Sales volume rose at a double-digit pace in 3Q24: Attributable sales volume of self-produced commercial coal rose 20% YoY and 21% QoQ to about 10.4mnt, with thermal coal sales volume up 16% YoY and 18% QoQ to 9mnt (accounting for 87%) and coking coal sales volume up 56% YoY and 40% QoQ to 1.4mnt.
Selling price fell in 3Q24: The comprehensive selling price of self- produced commercial coal was AUD170/t, down 14% YoY and 6% QoQ. Specifically, the selling price of thermal coal was down 12% YoY and 4% QoQ to AUD157/t (market price of 5,500kcal coal was down 1% YoY and 2% QoQ, and market price of 6,000kcal coal in 3Q24 was down 5% YoY and up 4% QoQ). The selling price of coking coal fell 28% YoY and 19% QoQ to AUD259/t (the market price of prime coking coal at Australia’s Peak Downs fell 19% YoY and 23% QoQ in 3Q24).
Cash reserves consolidated further. As of 3Q24, cash balance rose AUD430mn QoQ to AUD1.98bn.
Yancoal Australia maintains its annual guidance of 35-39mnt of attributable commercial coal production, cash operating cost of AUD89- 97/t, and attributable capex of AUD650-800mn.
Comments
Incremental cost reduction to pay off: Coal output in 3Q24 was better than we expected, reflecting its smooth progress in production recovery. Against this backdrop, we expect the firm’s coal cost per tonne to decline.
Overall, we are upbeat on the firm’s full-year output and cost guidance, and expect incremental cost reduction to pay off.

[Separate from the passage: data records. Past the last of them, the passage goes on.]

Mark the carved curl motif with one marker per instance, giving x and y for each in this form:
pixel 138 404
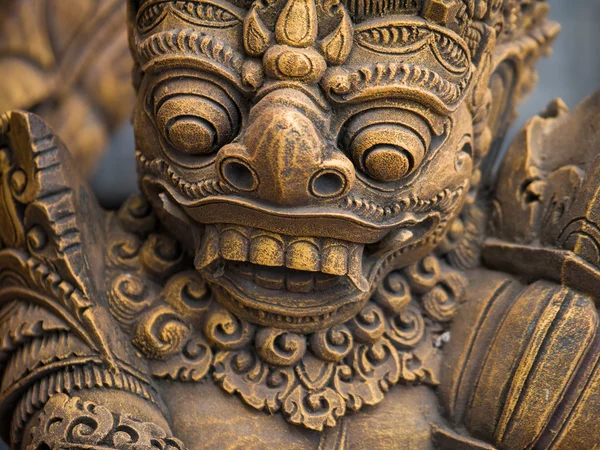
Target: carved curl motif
pixel 314 379
pixel 69 422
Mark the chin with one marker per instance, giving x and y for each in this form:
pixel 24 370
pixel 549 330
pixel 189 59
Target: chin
pixel 301 284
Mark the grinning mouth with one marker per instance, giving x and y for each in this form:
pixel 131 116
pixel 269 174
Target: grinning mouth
pixel 321 278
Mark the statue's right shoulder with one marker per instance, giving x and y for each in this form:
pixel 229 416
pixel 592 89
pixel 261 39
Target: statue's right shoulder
pixel 59 343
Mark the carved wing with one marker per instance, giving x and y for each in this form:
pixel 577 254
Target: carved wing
pixel 68 61
pixel 56 334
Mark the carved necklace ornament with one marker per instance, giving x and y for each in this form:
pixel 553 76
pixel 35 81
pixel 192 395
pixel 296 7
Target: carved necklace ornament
pixel 318 257
pixel 311 379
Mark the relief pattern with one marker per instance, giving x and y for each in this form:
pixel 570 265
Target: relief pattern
pixel 321 254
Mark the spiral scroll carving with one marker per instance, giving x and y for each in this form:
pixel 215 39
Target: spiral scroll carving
pixel 279 347
pixel 161 333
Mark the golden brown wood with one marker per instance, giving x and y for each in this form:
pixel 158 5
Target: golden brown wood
pixel 316 259
pixel 68 61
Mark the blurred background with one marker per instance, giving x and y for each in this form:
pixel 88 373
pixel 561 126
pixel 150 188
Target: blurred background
pixel 571 73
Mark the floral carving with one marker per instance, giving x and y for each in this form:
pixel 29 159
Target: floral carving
pixel 314 379
pixel 70 422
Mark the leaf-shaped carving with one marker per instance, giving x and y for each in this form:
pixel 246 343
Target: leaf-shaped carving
pixel 297 24
pixel 257 37
pixel 336 46
pixel 404 38
pixel 11 229
pixel 203 13
pixel 206 13
pixel 150 15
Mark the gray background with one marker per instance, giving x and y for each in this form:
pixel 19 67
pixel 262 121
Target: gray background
pixel 572 72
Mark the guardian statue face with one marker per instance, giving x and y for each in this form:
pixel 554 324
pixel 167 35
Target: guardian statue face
pixel 305 148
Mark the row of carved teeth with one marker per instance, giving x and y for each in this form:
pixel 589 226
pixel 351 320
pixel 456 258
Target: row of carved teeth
pixel 263 248
pixel 272 317
pixel 277 278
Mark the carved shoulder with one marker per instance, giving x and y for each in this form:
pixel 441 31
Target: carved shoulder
pixel 522 365
pixel 58 337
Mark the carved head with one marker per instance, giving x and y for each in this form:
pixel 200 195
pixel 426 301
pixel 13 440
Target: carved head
pixel 302 149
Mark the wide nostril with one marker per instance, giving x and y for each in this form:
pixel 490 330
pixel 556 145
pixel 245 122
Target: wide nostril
pixel 239 174
pixel 328 183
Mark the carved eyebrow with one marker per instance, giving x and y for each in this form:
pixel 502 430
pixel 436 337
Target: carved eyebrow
pixel 386 80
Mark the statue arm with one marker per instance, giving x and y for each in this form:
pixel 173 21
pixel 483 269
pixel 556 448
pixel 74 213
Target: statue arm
pixel 522 361
pixel 63 359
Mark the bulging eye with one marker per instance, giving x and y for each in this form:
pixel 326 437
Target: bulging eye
pixel 386 144
pixel 195 116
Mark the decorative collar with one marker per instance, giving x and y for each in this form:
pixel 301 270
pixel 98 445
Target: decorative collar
pixel 178 325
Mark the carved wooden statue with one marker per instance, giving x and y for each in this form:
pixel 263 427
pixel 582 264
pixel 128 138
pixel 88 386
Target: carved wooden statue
pixel 319 258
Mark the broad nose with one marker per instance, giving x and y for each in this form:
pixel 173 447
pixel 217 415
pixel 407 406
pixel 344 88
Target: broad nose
pixel 284 159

Coal prices to remain high in 4Q24: As of October 11, price of Newcastle 6,000kcal coal was US$148/t, the highest level YTD, US$91/t for 5,500kcal Australian coal, and US$207/t for coking coal at
Peak Downs.
Looking ahead, we expect thermal coal prices to remain relatively high in the near term as expectations for tightening energy supply and demand are rising amid intensifying global geopolitical conflicts. In addition, as China steps up counter-cyclical policies, we expect steel demand to improve marginally, supporting coking coal prices.
Financials and valuation
We keep our 2024 and 2025 earnings forecasts unchanged. The stock is trading at 7.6x 2024e and 6.4x 2025e P/E for H-shares. We maintain our OUTPERFORM rating and target price at HK$38.00, implying 8.8x 2024e and 7.5x 2025e P/E for H-shares, offering 17% upside.
Risks
Disappointing project progress and cost reduction; sharper-than-expected decline in coal prices.